WINDSOR — Microvast Holdings Inc. (Nasdaq: MVST), a Stafford, Texas-based company that designs, develops, and manufactures lithium-ion battery solutions, on Tuesday announced the expansion of its Colorado energy division to a facility in Windsor.
The facility at 31815 Great Western Drive had been home to Hexcel Corp. (NYSE: HXL), an advanced composite materials manufacturer, which ended operations there in November 2020. That closure came just months after a $6.3 billion merger with Fort Collins-based Woodward Inc. (Nasdaq: WWD) collapsed.
Microvast will use the facility to assemble and ship its products, supplementing the company’s technology and testing center at 5000 Goodman St. in nearby Timnath. That 30,000-square-foot facility opened in December.
“Northern Colorado has been a great home to Microvast, and we are excited to expand our operations by opening a manufacturing facility in Windsor,” Zach Ward, president of the Microvast Energy Division, said in a prepared statement.

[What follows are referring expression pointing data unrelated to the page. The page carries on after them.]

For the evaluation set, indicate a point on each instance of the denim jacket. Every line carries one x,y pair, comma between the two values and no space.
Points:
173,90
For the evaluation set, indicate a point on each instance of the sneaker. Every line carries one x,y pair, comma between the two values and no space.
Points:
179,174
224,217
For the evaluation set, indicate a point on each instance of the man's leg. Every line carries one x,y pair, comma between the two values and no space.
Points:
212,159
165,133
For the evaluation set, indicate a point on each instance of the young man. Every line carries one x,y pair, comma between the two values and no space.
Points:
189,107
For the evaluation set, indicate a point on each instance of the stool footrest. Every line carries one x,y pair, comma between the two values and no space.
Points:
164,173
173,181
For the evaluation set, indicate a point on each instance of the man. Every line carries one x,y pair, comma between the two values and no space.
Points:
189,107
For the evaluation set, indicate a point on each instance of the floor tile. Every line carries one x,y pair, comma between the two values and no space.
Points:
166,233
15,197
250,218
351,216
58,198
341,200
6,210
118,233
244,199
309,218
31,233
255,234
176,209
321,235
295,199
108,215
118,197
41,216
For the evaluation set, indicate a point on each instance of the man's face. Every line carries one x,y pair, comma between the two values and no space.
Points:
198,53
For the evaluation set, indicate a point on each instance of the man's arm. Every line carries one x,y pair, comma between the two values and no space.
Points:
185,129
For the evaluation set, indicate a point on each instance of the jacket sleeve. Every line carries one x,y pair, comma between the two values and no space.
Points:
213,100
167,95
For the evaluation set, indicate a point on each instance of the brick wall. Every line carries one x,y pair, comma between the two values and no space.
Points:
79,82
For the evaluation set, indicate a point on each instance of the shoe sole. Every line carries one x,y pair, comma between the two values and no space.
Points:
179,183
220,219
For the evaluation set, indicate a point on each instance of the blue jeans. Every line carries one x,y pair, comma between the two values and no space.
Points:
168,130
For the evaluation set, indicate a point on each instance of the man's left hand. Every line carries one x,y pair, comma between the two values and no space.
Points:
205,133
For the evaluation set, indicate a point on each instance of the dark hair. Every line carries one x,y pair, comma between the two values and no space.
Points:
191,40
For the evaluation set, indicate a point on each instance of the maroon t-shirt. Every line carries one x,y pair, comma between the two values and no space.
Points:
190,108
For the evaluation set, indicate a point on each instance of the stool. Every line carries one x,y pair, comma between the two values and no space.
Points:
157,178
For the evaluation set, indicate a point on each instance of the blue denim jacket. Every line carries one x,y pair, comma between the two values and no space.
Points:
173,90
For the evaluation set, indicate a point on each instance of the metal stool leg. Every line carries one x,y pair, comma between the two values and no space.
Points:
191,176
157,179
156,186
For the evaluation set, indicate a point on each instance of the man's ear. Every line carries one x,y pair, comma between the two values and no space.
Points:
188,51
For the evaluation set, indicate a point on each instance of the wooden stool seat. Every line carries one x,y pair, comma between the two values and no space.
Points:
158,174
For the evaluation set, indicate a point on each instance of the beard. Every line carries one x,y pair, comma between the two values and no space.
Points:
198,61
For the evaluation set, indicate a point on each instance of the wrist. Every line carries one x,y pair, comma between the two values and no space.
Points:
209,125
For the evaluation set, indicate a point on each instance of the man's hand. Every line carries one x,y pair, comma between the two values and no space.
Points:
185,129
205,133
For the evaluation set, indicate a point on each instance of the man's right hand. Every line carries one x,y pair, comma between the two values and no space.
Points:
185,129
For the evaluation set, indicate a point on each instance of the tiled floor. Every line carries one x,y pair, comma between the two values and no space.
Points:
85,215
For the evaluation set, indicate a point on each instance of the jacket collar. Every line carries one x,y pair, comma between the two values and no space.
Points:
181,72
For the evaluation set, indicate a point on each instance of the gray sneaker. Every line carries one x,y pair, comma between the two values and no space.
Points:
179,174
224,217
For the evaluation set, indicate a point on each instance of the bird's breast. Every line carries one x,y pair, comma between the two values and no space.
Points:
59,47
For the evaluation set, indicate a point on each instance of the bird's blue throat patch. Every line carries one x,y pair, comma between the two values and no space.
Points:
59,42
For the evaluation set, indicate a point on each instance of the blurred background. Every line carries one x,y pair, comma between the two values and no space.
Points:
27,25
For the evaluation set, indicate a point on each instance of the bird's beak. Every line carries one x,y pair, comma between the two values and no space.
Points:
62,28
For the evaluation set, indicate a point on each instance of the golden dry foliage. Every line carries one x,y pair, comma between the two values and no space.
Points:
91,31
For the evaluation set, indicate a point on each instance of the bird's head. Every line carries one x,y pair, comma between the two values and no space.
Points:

The Windsor facility is expected to be operational this year, Ward said, “and is poised to play a significant role in delivering superior energy storage systems to the fast-growing, utility-scale energy storage market, while boosting the local economy and creating more jobs here in Colorado.”
Microvast’s manufacturing plant in Windsor will provide nearly 100,000 square feet of production space, with room to add production lines for its product as needed.
“We are pleased to expand our footprint in Colorado as we continue to support the growth of the U.S. energy sector and position ourselves as a leader in the domestic lithium-ion battery manufacturing industry,” Ward said.
“Weld County has a diverse energy economy, and we welcome Microvast as it establishes operations in Windsor,” said Rich Werner, president and CEO of Upstate Colorado Economic Development. “ We look forward to continuing to work with Microvast as it expands in the region.”
The strategic location of the plant will enable Microvast to optimize its supply chain and reduce lead times, resulting in faster delivery of its ESS solution to customers across the United States, Ward said. “We expect our improved logistical capability will strengthen our competitiveness and help us transport our ESS product efficiently.”
Microvast’s ME-4300 ESS is a 20-foot battery container. With its capability to discharge for two and four hours, it is designed for energy-shifting applications such as renewables integration, peak demand and capacity support.